Re: ISO 8859-11 (Thai) cross-mapping table

From: John Cowan (
Date: Tue Oct 08 2002 - 12:35:08 EDT

  • Next message: Patrick Andries: "Re: InDesign"

    Mark Davis scripsit:

    > We use this structure in ICU (in UnicodeSet). For a high-level explanation,
    > see my site (, "Bits of Unicode".

    Inversion lists, yes. (Different terminology, same thing).

    > As to the binary search, we have used in various contexts before a
    > "completely unrolled" binary loop, following John Bentley's formulation.

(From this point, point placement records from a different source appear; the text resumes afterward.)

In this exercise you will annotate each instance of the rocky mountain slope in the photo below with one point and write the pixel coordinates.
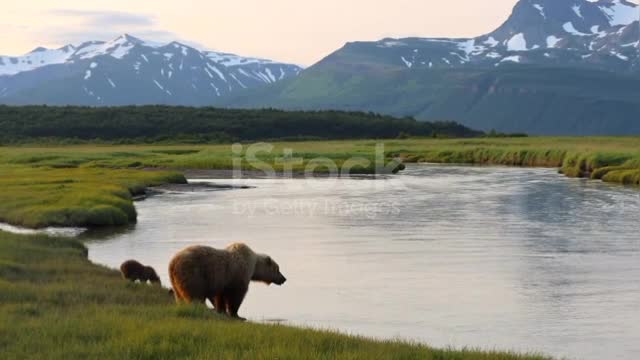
(553, 67)
(128, 70)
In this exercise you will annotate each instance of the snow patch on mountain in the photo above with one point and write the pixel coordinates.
(517, 43)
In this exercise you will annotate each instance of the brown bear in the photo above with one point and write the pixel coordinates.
(199, 273)
(133, 270)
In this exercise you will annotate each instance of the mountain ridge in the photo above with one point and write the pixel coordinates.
(535, 73)
(97, 72)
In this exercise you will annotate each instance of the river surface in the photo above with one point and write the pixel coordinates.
(490, 257)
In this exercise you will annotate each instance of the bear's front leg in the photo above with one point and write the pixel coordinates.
(219, 304)
(234, 299)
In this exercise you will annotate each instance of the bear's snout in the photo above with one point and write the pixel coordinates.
(281, 280)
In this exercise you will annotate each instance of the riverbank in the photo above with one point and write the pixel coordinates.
(59, 305)
(55, 304)
(94, 185)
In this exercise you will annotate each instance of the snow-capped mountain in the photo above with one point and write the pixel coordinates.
(602, 34)
(128, 70)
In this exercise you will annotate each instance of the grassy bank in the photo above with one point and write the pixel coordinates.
(55, 304)
(93, 185)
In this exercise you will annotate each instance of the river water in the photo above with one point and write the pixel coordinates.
(490, 257)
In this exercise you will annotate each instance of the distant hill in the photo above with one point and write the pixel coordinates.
(153, 124)
(565, 67)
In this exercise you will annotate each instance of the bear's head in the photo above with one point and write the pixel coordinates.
(268, 271)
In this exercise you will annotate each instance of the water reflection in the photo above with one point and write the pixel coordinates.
(512, 258)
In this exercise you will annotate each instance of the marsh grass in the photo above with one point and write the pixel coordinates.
(88, 185)
(55, 304)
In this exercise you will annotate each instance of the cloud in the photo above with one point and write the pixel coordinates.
(104, 25)
(106, 18)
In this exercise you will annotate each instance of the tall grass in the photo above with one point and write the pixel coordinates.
(55, 304)
(92, 185)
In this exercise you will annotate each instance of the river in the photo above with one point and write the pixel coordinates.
(492, 257)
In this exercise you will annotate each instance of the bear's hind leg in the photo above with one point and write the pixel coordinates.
(234, 298)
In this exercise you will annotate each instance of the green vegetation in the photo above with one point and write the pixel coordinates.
(92, 185)
(530, 99)
(55, 304)
(164, 124)
(37, 197)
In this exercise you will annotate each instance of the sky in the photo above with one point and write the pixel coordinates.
(296, 31)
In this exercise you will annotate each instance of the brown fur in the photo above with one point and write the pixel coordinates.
(134, 271)
(199, 273)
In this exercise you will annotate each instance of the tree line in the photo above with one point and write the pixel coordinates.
(149, 124)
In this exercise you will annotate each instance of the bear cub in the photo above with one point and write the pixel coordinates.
(135, 271)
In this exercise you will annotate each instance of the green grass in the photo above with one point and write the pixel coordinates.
(55, 304)
(89, 185)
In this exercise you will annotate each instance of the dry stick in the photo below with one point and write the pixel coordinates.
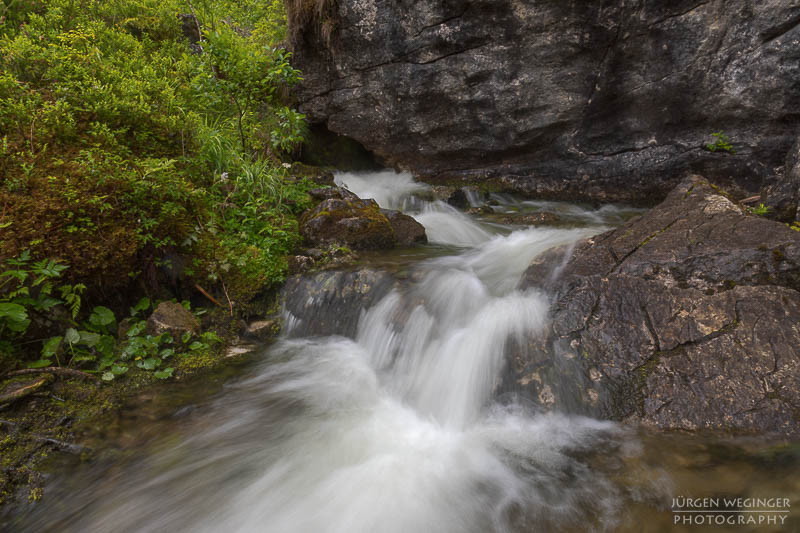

    Ah, that's a different kind. I was talking about recursive unrolling, with
    the content of the data structure appearing as constants in the code.
    Naturally, this is barbarian-style programming, should really be done with a
    program generator, and if not, is suitable only for circumstances where the
    values never change. But consider the inversion list for Latin letters:

            0041 005B 0222 0234
            0061 007B 1E00 1E9C
            00C0 00D7 1EA0 1EFA
            00D8 00F7 FF21 FF3B
            00F8 0220 FF41 FF5B

    you can unwrap the binary search as:

            if (u < 0x0220) {
                if (u < 0x00C0) {
                    if (u < 0x0061) {
                        if (u < 0x005B) return !(u < 0x0041);
                        else return false;
                    else return u < 0x007B;
                else {
                    if (u < 0x00F7) {
                        if (u < 0x00D8) return u < 0x00D7;
                        else return false;
                    else return !(u < 0x00F8);
            else { ... # and so on for the other half

    If the list is too long, this code also suffers because it overflows the
    instruction cache.

    Said Agatha Christie / To E. Philips Oppenheim	John Cowan
    "Who is this Hemingway? / Who is this Proust?
    Who is this Vladimir / Whatchamacallum,
    This neopostrealist / Rabble?" she groused.
    	--author unknown to me; any suggestions?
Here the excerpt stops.